Today, there are two sports where you can learn powerful lessons about the way you think of your business: high jumping and basketball. Are you wondering what on earth you could learn from these two athletic events? Plenty!

Business Lessons in Innovation from The Fosbury Flop (a.k.a. the Brill Bend)

track and field runner high jumping over a poleLet’s talk briefly about the art of high jumping. Before the 1968 Olympics, all high jumpers used the scissors or straddle kick to clear the bar. This method involves running at the bar and turning to clear it; taking off on one foot and landing in a standing position on the other side of the bar. This method had been in use since the beginning of record-keeping in 1912.

While the style of jump is somewhat dependent on height (or so I thought when I did high jump), this classic scissors method led to a world record jump of 7’ 8 ¼” in 1978. That was the last time the scissors method was used to break a world record.

In 1968, Dick Fosbury became famous for inventing a “new” style of high jumping. He found he couldn’t compete with the scissors method and developed his own technique to beat the competition. What made the difference was Dick Fosbury was willing to seem weird. He wasn’t concerned about looking good—just getting over the bar.

As one journalist described it, Fosbury looked “like a guy who was falling off a truck.” His method featured a midair rotation whereby the jumper arched their back, kicking their legs out, and landing on their back on the other side of the bar. The move allows the jumper to run with more speed, arching their back to keep the center of gravity at or below the bar.

(As a side note here, Canadian athlete Debbie Brill developed a similar technique known as the Brill Bend. She used it to become the first North American woman to clear 6 ft in the high jump.)

All records since the introduction of the Fosbury Flop, including the standing (1993) high jump record at 8’ ½” held by Cuban athlete Javier Sotomayor, used the flop method. Athletes realized it was worth looking a little funny to perfect their technique.

So, what business lesson do we learn from the sport of high jumping? Are you making the same moves over and over, but not making progress? Sometimes we work very hard at improving our scissors kick when we should instead invent the next Fosbury Flop. Are you the innovator in your industry or doing the same old thing?

A few business innovation questions to ask yourself:

When is the last time you tried something new in your markets? 

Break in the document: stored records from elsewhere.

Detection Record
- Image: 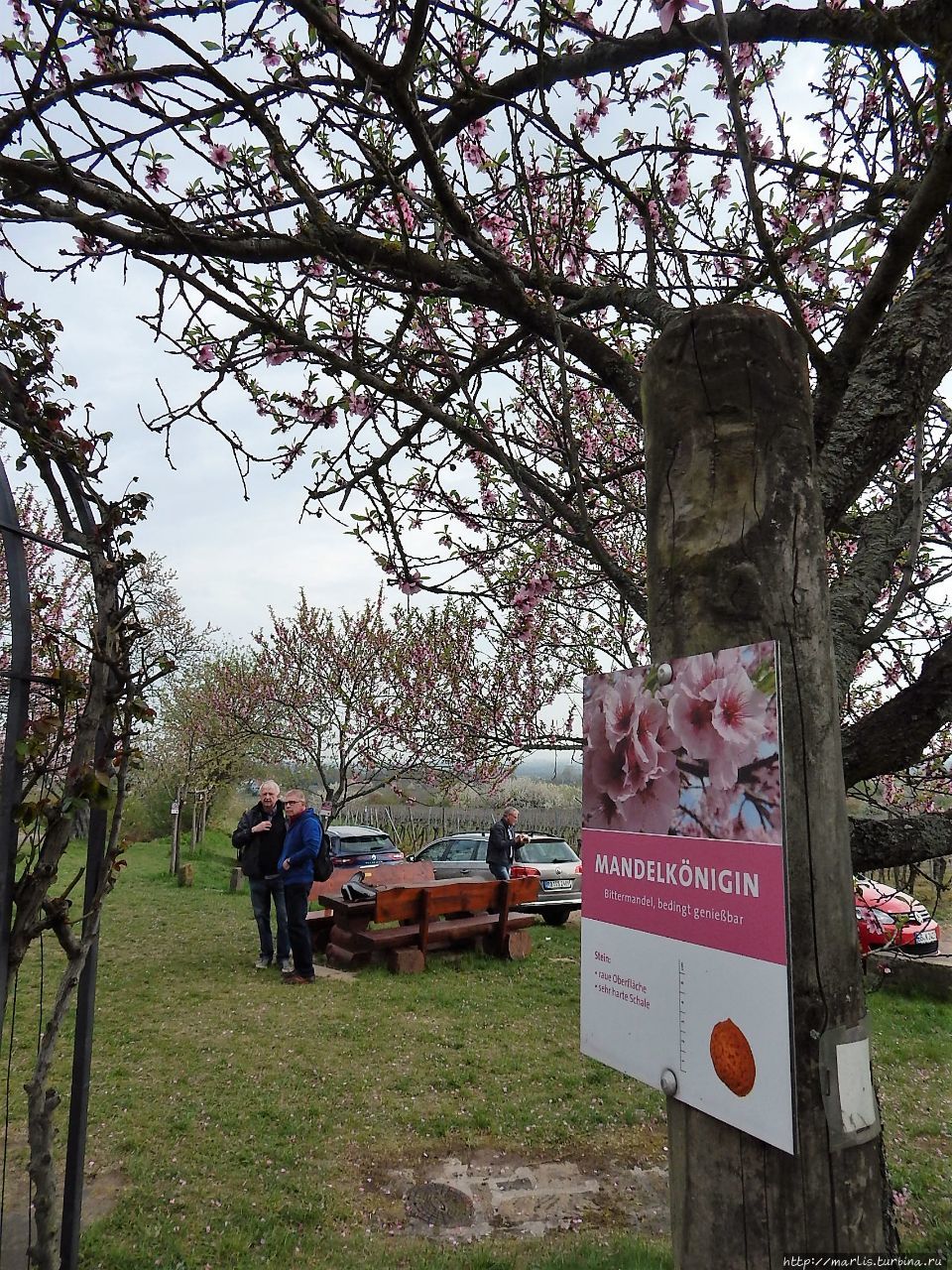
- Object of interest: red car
[853,877,942,956]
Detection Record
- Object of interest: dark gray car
[410,833,581,926]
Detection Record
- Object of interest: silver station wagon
[410,833,581,926]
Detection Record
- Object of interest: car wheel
[542,904,572,926]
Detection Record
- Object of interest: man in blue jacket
[280,790,323,987]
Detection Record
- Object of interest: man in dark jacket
[486,807,530,881]
[231,781,292,972]
[280,790,323,987]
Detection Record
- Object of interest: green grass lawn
[1,833,952,1270]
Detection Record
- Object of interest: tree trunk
[643,305,894,1270]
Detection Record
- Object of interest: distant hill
[516,750,581,785]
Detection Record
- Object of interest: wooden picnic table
[308,865,538,972]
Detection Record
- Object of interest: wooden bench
[307,860,434,955]
[323,877,538,974]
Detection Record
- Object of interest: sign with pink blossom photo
[581,643,794,1152]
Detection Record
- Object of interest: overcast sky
[4,248,384,640]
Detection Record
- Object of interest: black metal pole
[0,462,33,1033]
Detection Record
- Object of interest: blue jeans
[285,883,313,979]
[248,877,291,961]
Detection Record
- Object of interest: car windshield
[518,838,579,865]
[331,833,396,856]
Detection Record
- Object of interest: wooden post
[169,788,182,874]
[643,305,894,1270]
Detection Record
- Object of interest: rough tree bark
[643,306,894,1270]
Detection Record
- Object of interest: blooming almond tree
[0,0,952,873]
[0,0,952,1270]
[0,287,174,1270]
[223,593,571,818]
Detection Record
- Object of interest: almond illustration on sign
[711,1019,757,1098]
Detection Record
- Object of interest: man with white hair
[486,807,530,881]
[231,781,294,974]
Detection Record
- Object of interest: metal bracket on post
[820,1015,880,1151]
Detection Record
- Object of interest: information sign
[581,644,794,1152]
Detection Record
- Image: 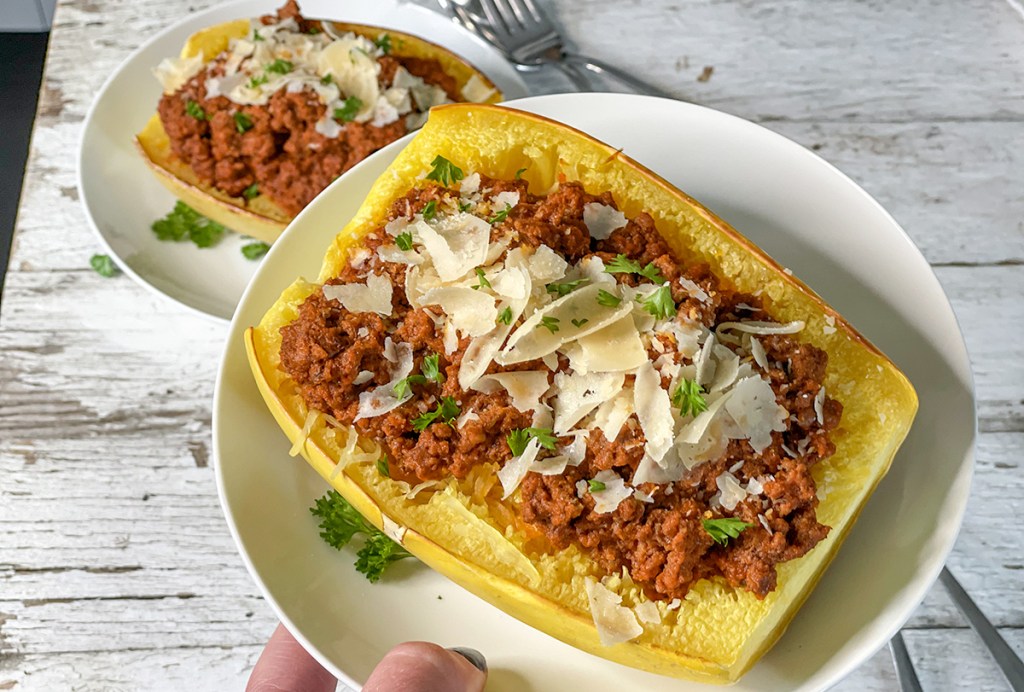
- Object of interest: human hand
[246,624,487,692]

  • Are you on the right distribution channels?
  • Have you explored new markets or means of penetrating existing markets?
  • What was the latest product enhancement you introduced?

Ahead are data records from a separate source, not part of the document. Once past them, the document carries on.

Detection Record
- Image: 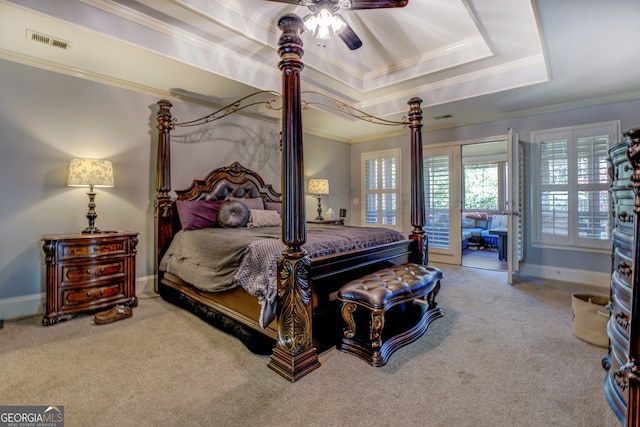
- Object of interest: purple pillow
[176,200,224,230]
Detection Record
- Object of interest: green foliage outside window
[464,163,499,210]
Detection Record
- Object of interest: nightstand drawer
[60,258,125,287]
[62,278,124,308]
[57,238,127,261]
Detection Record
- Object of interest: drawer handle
[616,313,629,329]
[613,360,640,391]
[618,261,633,276]
[618,211,633,222]
[87,289,104,298]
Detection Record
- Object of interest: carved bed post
[269,14,320,382]
[408,98,428,264]
[614,129,640,426]
[155,99,173,265]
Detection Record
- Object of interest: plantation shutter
[362,150,400,229]
[424,155,450,248]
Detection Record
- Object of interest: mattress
[160,224,405,328]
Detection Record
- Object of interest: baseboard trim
[0,292,46,320]
[0,275,155,320]
[518,264,611,289]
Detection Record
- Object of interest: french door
[424,146,462,265]
[424,135,522,283]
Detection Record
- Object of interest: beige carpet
[0,266,619,427]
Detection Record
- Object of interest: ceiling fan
[269,0,409,50]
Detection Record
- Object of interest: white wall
[0,60,349,319]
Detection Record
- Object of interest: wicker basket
[571,293,610,347]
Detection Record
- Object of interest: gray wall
[0,60,350,318]
[351,100,640,280]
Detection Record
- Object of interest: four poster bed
[156,14,439,381]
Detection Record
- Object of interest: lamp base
[82,227,102,234]
[316,196,324,221]
[82,190,101,234]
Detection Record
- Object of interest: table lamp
[67,159,113,233]
[309,178,329,221]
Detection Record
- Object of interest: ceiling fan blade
[267,0,314,6]
[348,0,409,10]
[338,24,362,50]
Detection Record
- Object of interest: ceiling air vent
[27,30,71,49]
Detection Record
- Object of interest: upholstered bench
[338,263,442,366]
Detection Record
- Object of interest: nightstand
[42,231,138,326]
[307,218,344,225]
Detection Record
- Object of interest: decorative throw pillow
[218,200,249,228]
[462,217,476,228]
[176,200,224,230]
[229,197,264,209]
[247,209,282,228]
[264,202,282,217]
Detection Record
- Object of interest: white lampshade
[67,159,113,187]
[309,178,329,195]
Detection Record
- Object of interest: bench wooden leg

When was the last time you improved your production capabilities?

  • Does your staffing assure the best quality and quantity delivery of your product?
  • Are your machines capable of meeting the specifications of your customers?
  • Is the production flow as efficient as it can be?
  • Have you identified waste and downtime and set up a plan to reduce them?

Have your personnel policies and procedures kept up with the times (legal and generational)?

  • Have you adapted to the needs of a multi-generational workforce?
  • Have your benefits kept up with the demands of the incoming workforce?

Do you have performance measures (what is the height of the bar you plan to jump)?

Have you looked at your competitors recently? (Are they all doing the “flop” and you are still using the scissors kick?)

  • Do you have a recent SWOT analysis?
  • What is the status of your market? Are you a mature industry where costs rule or an innovative sector, needing to move quickly into new frontiers?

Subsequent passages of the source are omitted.